Over the years this old pubs has been known as Thomas Cansh & Co; R. W. Cairns; Chrystal Bell & Co; The Grant Arms; Gamps and Dickens Bar; Mister Macawber and back to the Grant Arms.
In 1971 this popular bar was called Gamps.
In the News 1971…
I am always baffled by people who say there is “nowhere to go for a drink and a good meal” in Glasgow. It seems to me that I write about at least 20 a year.
Some of them I admit, have just been given a wash and brush up or extension, or extensions, but many are new, and all of them offer a pretty extensive range of surroundings, atmospheres, and cuisine to the Glasgow diner. This evening yet another rendezvous opens its doors to a discerning public, Gamp’s Chophouse in Argyle Street, just within the shadows of the Heilan’man’s Umbrella. It is a Clydesdale Commonwealth, Hotels Ltd, enterprise, and has been opened at a total cost of around £70,000.
Gamp’s formerly Grant’s Bar. 1971.
Clydesdale Commonwealth are taking their first steps into the bar/ restaurant business, having been extremely successful in the Hotel line. They have 18 hotels in Scotland and two in Bermuda. Among those in Glasgow are the Royal Stuart, the Ivanhoe and the Bath, and their others are in Edinburgh, Dundee, Falkirk, Grangemouth, Inverness, Loch Lomond, Oban, Gatehouse-of-fleet, North Berwick, Nairn and Argyll.
The new combination, Gamp’s, takes its name from a character in Dickens’s “Martin Chuzzlewit,” and there is a Dickensian flavour throughout. The Bars, a Dickens bar on the ground floor and the Parlour on the first floor, are similar in design and decor. The restaurant is on the top floor and seats about 50. Head chef is Edward McIntosh, who comes to Gamp’s from the company’s Nairn hotel. It is he who will have the delightful task of supervising the operation of two of the very latest pieces of kitchen equipment, micro convectors.
Speciality from the menu is a trifle lamb chop roasted with crushed pepper corns and served with onion sauce, chips, new or roast potatoes, and salad garnish. Price is 95p. Manager of the Gamp’s is John Whincup, who hails from Yorkshire, but who has been manager of the company’s Nairn hotel for some time.
In the News 1972…
In the NEWS 1978…
Mister Micawber’s, the Glasgow brewery-owned pub slammed at yesterday’s licensing board, today banned the public from its lounge bar.
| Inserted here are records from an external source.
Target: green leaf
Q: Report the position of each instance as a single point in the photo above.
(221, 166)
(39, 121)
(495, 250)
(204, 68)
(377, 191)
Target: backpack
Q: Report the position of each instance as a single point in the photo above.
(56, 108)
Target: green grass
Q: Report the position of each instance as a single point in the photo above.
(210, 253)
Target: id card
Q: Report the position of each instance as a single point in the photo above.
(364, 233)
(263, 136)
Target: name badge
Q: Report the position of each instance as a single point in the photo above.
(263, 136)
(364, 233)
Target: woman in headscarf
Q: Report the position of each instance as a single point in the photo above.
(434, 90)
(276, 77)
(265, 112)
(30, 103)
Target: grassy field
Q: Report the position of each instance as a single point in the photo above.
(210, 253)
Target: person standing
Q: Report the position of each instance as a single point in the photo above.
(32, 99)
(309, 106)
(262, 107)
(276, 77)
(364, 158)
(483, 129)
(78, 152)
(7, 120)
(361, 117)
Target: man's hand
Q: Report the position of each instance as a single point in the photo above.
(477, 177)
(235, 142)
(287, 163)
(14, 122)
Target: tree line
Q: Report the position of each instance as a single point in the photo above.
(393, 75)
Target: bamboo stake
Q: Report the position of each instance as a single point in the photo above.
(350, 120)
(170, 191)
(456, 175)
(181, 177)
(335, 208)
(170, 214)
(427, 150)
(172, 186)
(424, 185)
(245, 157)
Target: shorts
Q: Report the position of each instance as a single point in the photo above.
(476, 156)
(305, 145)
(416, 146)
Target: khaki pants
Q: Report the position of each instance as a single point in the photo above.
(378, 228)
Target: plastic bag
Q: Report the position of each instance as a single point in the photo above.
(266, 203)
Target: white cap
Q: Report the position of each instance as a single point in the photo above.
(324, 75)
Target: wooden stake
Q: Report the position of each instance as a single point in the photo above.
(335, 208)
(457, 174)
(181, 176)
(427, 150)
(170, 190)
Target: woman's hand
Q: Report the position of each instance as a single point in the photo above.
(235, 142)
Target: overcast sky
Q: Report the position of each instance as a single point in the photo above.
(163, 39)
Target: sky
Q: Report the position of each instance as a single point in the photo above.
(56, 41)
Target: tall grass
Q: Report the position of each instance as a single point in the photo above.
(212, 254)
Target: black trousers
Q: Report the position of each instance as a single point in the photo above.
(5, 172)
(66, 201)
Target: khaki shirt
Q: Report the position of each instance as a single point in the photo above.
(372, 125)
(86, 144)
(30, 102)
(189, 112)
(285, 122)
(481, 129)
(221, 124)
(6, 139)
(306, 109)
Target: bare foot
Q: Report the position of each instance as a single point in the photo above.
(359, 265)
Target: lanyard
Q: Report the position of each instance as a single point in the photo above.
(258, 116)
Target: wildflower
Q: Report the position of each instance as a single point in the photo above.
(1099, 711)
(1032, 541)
The Argyle Street bar was one of only a handful of pubs refused an all-day licence by the board because it had fallen foul of the Public Health Act on 13 counts.
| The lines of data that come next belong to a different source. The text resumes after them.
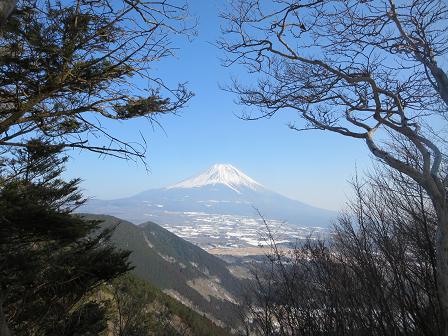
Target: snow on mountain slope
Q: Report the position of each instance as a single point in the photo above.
(218, 208)
(225, 174)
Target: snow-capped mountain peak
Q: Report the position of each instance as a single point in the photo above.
(224, 174)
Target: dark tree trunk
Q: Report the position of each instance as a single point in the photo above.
(4, 330)
(442, 264)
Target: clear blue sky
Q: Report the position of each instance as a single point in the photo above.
(312, 166)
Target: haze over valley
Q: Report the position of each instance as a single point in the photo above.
(221, 208)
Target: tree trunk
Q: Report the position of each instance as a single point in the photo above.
(442, 264)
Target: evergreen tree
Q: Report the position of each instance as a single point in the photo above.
(51, 261)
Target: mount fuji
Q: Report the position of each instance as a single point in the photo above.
(219, 205)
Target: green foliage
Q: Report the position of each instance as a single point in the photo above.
(63, 62)
(50, 259)
(191, 262)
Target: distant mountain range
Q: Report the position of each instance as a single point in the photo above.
(187, 273)
(205, 208)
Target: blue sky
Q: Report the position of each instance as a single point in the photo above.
(313, 167)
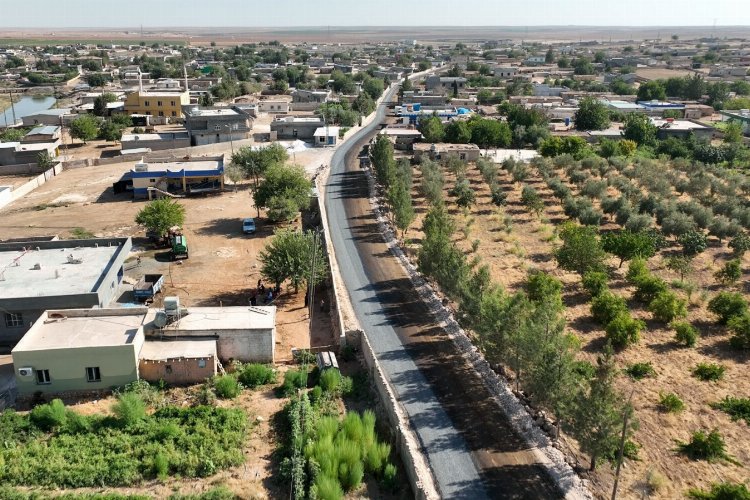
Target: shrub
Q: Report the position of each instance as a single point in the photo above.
(648, 287)
(293, 380)
(595, 282)
(740, 327)
(624, 331)
(390, 478)
(606, 306)
(638, 371)
(705, 446)
(667, 306)
(49, 416)
(129, 409)
(709, 372)
(693, 242)
(726, 305)
(685, 333)
(499, 198)
(740, 244)
(255, 374)
(730, 273)
(227, 387)
(671, 402)
(721, 491)
(638, 223)
(737, 408)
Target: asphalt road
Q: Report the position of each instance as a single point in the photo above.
(470, 445)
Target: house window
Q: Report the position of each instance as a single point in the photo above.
(42, 377)
(93, 374)
(13, 320)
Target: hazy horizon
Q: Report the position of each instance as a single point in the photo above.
(253, 14)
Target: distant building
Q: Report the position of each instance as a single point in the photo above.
(40, 275)
(214, 125)
(164, 104)
(294, 127)
(192, 176)
(441, 151)
(445, 84)
(326, 136)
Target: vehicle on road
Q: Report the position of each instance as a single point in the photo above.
(148, 286)
(178, 242)
(248, 226)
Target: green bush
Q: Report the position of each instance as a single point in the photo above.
(730, 273)
(129, 408)
(390, 478)
(595, 282)
(648, 287)
(737, 408)
(624, 330)
(638, 371)
(709, 372)
(330, 380)
(667, 306)
(49, 416)
(721, 491)
(685, 333)
(705, 446)
(293, 380)
(255, 375)
(194, 441)
(227, 387)
(671, 402)
(727, 305)
(607, 306)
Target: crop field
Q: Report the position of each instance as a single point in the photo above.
(680, 343)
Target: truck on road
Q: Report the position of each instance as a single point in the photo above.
(148, 286)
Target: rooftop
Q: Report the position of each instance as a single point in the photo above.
(221, 318)
(75, 328)
(174, 349)
(56, 276)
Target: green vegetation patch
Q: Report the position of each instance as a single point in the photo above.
(54, 446)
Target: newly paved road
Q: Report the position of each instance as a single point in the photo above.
(470, 446)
Health officials complained about faults in the toilets of both the public and lounge bar such as a door lying off its hinges, a leaking cistern, and broken tiles behind the urinals.
But any changes of the public judging for themselves the state of the lounge bar toilets at the Tennent Caledonian pub were thwarted today when management decided not to open the lounge.
Reason given for the sudden closure was “staff shortage.”
Meanwhile downstairs in the public bar cleaners were busy as the first customers of the day came in to ensure the place was spick and span.
However the effect was spoiled by gang names paint sprayed on the wall outside the gents’ toilet, tiles missing from behind the urinals, and toilet paper holders and towel holders missing.
Despite the 15 counts against Micawber’s, customers pointed out that the toilets were a lot cleaner than many pubs in the city and a least soap and toilet paper were available. Staff said today they had not yet heard from Tennent Caledonian why the pub had been refused an all-day licence.
Said Mr Aitken, the firm’s commercial manager, “The people who deal with the press and that kind of thing are on holiday.” The start of today’s licensing board meeting was delayed for nearly two hours because the board did not have sufficient members to form a quorum.
After a series of telephone calls to councillors, some of whom were on holiday, a sufficient member was found.
Board chairman Councillor Philip O’;Rourke said, “We deeply regret this delay but it is understandable because of the pressure the board is under. The board are hearing the latest batch of applications for afternoon extensions in city pubs and hotels.
Gamps is an old nickname for an umbrella.
Gamps was a character in Martin Chuzzlewit, who never went anywhere without her brolly.